Gujarat has invited new tenders for procuring 1,000 MW power on a short-term basis between August 1, 2018, and June 30, 2019 under the ‘flexible utilisation of coal’ scheme, popularly known as ‘tolling’.
Gujarat has invited new tenders for procuring 1,000 MW power on a short-term basis between August 1, 2018, and June 30, 2019 under the ‘flexible utilisation of coal’ scheme, popularly known as ‘tolling’. Under the mechanism, Gujarat will transfer coal from from Korba coalfield in Chhattisgarh and Korea Rewa coalfield in Madhya Pradesh allocated to power generating stations owned by Gujarat State Electricity Corporation (GSECL) to more fuel-efficient private plants quoting the lowest bid. This is the second time Gujarat is buying power through the tolling policy. It was the first state to do so in August 2017, after the Centre introduced the scheme in May 2016.
The previous tender for 1,000 MW electricity received dismal response with only GMR Chattisgarh participating in the bid, that too with an offer to sell only 500 MW of power. While the ceiling tariff for the reverse auction was kept at Rs 2.82/unit, GMR agreed to sell electricity at Rs 2.81/unit.

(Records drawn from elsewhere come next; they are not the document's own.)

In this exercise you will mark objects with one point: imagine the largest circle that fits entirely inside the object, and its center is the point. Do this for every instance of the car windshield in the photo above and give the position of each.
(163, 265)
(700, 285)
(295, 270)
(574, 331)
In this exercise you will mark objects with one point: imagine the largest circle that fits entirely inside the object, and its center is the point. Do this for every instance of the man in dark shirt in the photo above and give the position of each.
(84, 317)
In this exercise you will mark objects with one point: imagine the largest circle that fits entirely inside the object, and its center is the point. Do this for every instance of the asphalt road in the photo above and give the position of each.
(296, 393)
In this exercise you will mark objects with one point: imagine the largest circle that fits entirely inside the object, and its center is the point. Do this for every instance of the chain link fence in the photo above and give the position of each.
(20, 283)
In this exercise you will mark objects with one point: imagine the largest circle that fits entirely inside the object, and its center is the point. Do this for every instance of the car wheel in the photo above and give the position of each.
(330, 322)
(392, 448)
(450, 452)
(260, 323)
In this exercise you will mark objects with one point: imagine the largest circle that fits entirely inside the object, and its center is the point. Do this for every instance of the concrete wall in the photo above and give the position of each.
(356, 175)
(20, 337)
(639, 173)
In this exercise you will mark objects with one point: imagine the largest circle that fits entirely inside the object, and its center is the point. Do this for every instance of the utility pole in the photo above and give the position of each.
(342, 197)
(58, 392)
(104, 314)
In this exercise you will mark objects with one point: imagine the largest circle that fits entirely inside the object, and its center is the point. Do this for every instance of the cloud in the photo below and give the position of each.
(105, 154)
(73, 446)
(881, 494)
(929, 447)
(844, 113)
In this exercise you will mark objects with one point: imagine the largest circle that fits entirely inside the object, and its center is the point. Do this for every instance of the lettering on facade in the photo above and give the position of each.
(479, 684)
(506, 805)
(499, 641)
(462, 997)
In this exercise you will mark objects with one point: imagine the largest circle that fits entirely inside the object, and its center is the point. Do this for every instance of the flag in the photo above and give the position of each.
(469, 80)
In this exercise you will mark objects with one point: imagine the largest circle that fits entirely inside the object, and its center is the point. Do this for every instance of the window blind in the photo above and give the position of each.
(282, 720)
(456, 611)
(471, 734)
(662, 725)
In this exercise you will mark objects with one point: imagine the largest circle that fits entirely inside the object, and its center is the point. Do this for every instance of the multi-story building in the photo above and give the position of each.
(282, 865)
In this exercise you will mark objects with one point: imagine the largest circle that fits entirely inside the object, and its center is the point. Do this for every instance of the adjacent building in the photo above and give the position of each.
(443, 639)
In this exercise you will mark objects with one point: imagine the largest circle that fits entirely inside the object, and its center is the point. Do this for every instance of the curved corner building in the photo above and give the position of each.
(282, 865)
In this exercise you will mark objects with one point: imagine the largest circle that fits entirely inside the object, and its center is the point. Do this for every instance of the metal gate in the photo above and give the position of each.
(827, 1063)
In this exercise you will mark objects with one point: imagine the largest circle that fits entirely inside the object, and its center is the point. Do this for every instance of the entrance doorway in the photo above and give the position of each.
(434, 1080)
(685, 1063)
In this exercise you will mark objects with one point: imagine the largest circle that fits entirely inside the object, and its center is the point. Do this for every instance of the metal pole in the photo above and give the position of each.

A senior GSECL official told FE that the ceiling tariff for the reverse auction has been raised to Rs 3.01/unit to reflect higher coal prices and transportation costs.
The new bid invitation comes shortly after the state recently scrapped tenders for 2,000 MW of short-term power for April, May and June as tariffs quoted in the auction ranged between Rs 4.79 and Rs 8 per unit, defeating the purpose of cost optimisation for which the tenders were invited.
The tenders are being invited to compensate for the shortfall of about 3,000 MW of electricity after Adani Power and Essar Power curtailed supplies from their respective imported coal-based power plants in the state after the Supreme Court disallowed rise in imported coal prices to be passed through to electricity tariffs.
The state’s electricity requirement in April was 412 million units (MUs), up 4% from the same month last year. To compensate for the shortage, Gujarat procured more than 1,276 MU from the spot power market in April—which was more than a quarter of the total energy purchased through the exchanges in the month — when the average rate of power at Indian Energy Exchange was Rs 3.9/unit. The landed cost of that electricity would have been more, owing to transmission and open access charges. The average cost at which Gujarat buys thermal power is Rs 3.49/unit.